It’s innocent enough but a story in today’s Dispatch, “Expansion of Medicaid could impose costs on Ohio,” could be used as an example of why many taxpayers get upset, or at least disappointed, with “the news.”
As the Senate looks to expand Medicaid as part of its health care reform efforts, it looks like it will cost Ohio more money in the long term. This is a nice gesture – everybody wants to expand health care — but is problematic on so many levels, the discussion of which I won’t delve into here. Now it’s just about the reporting and what a couple of officials were quoted as saying.
Here are the pertinent quotes from the story:
the key U.S. Senate health-care overhaul package could cost Ohio $922 million in additional Medicaid spending
The Finance Committee’s bill attempts to cushion the burden on states by picking up most of the additional costs in the first five years
In Ohio’s case, the federal government would pay 95 percent of the additional costs
Ohio would still have to spend
does not say whether the federal government would continue to pay
Strickland said that he wants “a health-care package that is inclusive and provides for all citizens,” but he added that if Medicaid is expanded, he hopes to “see the federal government assume the greater portion of the costs, if not the total costs.”
Medicaid is a joint state-federal program created by Congress in 1965 that pays for health coverage of the poor and for long-term nursing care
The federal government normally finances
the federal government’s stimulus package is supplying extra Medicaid money
Ohio pays more than $12 billion a year for Medicaid.
revision that would have the federal government finance all the costs
a spokeswoman for Sen.
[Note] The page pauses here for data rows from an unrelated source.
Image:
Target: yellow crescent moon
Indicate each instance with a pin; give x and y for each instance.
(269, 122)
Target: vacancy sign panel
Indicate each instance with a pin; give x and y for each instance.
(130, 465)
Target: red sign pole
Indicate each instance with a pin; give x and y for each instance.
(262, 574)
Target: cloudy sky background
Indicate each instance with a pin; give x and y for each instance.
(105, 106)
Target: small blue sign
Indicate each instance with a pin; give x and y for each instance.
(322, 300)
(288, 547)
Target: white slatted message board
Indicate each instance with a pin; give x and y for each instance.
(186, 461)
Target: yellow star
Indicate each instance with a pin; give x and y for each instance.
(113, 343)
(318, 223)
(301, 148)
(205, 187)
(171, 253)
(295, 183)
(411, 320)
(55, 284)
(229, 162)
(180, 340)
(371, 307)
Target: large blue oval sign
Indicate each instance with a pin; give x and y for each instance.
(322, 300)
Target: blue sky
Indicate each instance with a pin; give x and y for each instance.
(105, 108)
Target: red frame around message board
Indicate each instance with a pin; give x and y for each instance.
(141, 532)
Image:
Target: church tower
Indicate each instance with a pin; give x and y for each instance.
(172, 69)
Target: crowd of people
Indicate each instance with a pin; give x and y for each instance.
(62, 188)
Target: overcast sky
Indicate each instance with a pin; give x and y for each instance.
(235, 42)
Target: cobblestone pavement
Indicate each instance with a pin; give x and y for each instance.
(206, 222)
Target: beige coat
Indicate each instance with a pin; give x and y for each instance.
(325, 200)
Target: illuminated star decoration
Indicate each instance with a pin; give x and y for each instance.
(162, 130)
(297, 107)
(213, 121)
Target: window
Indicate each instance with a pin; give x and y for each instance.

Sherrod Brown, D-Ohio, said that when the bill reaches the Senate floor, Brown “is going to be fighting to make sure that states like Ohio with high unemployment rates receive an increased share from the federal government.”
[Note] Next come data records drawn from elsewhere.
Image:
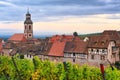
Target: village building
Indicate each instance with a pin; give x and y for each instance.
(17, 38)
(103, 48)
(76, 52)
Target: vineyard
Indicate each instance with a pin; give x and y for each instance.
(14, 68)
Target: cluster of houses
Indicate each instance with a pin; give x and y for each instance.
(92, 50)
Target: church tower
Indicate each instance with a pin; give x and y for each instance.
(28, 26)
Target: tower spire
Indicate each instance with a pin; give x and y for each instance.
(28, 10)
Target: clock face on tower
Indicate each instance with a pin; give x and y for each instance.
(28, 26)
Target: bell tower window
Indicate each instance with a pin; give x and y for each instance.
(29, 34)
(29, 27)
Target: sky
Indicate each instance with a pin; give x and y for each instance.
(52, 17)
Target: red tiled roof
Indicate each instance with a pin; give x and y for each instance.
(57, 48)
(102, 41)
(76, 47)
(18, 37)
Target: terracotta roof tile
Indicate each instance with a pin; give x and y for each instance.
(18, 37)
(57, 48)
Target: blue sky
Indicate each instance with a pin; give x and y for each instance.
(60, 16)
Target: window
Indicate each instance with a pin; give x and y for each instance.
(102, 43)
(91, 50)
(102, 57)
(29, 27)
(25, 27)
(97, 50)
(92, 56)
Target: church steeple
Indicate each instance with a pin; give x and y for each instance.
(28, 26)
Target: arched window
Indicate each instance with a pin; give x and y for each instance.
(25, 27)
(29, 27)
(30, 35)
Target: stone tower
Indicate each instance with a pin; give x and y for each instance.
(28, 26)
In all the references to costs, those paying the bill are referred to as the “federal government,” “Ohio,” the “finance committee,” even “Medicaid” itself. But in all these cases those paying the costs are the American taxpayers. That is how government gets “its” money and how “it” can “pay for” or “fund” “spend” or “share.”
This is not a slam on anybody’s “well-meaningness.” But in order to be accurate and fair, journalists and politicians would do well to acknowledge that it is the American taxpayer who, willingly or reluctantly, is footing the bill for whatever “Washington” and the “50 state governments” decide to “finance.”